During the 2001 archeological investigation, a skeleton discovered as Burial 1 Skeleton 1 (QL-4904) was found interred on the top of the upper west side of the tumulus, and was one of the last burials in the mound. QL-4904 was thus determined to be the end use of the structure. No intrusive burials (burials after completion of the mound) were observed by archeologists investigating the mound. By radiometric dating it was determined that QL-4904 was interred in 91 AD (Calibrated Range (2σ) AD 58–127). The Naples-Russell Mound 8 is part of the Napoleon Hollow Archeological District, which consists of twenty-six burial mounds and two possible burial knolls known collectively as the Russell Mound Group. Occupation and burials in the Napoleon Hollow Archeological District existed from 50 BC to 100 AD as determined by extensive radiometric dating.
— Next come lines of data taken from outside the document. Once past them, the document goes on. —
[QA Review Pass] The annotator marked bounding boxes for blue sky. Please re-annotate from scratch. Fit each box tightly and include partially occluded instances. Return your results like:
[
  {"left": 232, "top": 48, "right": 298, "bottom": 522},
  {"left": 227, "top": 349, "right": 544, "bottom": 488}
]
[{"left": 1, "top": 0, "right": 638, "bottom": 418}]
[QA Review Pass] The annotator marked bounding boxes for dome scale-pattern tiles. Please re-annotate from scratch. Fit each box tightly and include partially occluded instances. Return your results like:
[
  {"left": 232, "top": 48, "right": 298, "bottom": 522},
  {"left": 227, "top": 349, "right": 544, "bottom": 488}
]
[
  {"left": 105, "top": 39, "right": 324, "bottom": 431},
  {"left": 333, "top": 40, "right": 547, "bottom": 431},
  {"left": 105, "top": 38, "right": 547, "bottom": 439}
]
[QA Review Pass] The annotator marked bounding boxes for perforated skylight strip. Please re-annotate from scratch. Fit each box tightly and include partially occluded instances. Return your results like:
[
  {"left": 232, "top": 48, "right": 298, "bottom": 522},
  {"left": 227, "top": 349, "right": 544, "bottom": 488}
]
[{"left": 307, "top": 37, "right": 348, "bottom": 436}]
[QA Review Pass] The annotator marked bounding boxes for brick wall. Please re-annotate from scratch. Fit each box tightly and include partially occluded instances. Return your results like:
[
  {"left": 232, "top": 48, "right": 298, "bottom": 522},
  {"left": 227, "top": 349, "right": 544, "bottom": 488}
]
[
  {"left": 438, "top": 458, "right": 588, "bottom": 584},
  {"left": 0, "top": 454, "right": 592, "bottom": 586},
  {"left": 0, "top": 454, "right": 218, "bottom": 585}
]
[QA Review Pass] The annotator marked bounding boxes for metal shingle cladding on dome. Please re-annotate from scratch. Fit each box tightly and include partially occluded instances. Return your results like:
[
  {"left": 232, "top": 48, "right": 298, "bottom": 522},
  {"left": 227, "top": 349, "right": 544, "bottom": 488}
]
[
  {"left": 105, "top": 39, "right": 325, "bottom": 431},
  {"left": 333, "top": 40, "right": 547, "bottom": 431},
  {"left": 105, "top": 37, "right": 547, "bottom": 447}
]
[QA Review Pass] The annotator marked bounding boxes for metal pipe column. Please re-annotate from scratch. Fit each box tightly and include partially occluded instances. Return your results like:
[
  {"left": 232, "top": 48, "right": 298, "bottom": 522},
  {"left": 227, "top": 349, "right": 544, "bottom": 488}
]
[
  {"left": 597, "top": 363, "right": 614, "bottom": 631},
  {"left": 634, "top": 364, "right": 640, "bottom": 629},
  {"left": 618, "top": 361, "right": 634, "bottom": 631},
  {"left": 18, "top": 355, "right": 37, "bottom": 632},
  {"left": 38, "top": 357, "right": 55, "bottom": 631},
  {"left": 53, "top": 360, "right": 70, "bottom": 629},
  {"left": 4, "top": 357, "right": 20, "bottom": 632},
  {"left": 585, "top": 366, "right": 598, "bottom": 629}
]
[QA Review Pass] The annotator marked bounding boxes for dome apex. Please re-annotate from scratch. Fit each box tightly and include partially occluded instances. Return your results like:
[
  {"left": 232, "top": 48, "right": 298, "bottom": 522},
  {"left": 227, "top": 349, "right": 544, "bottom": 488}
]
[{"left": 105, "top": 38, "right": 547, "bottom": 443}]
Thus, the Zelph skeleton, which was located further down the hill indicative of an earlier time frame, could not be a candidate to be involved in any final battle of the Nephites and Lamanites, which occurred much later (late 4th century AD).

In 1842 Willard Richards compiled a number of records in order to produce a history of the church. Among the records examined were the various accounts related to Zelph. In the process of combining the accounts, Richards crossed out Woodruff's references to "hill Cumorah," and Heber C. Kimball's reference to the "last" great struggle with the Lamanites."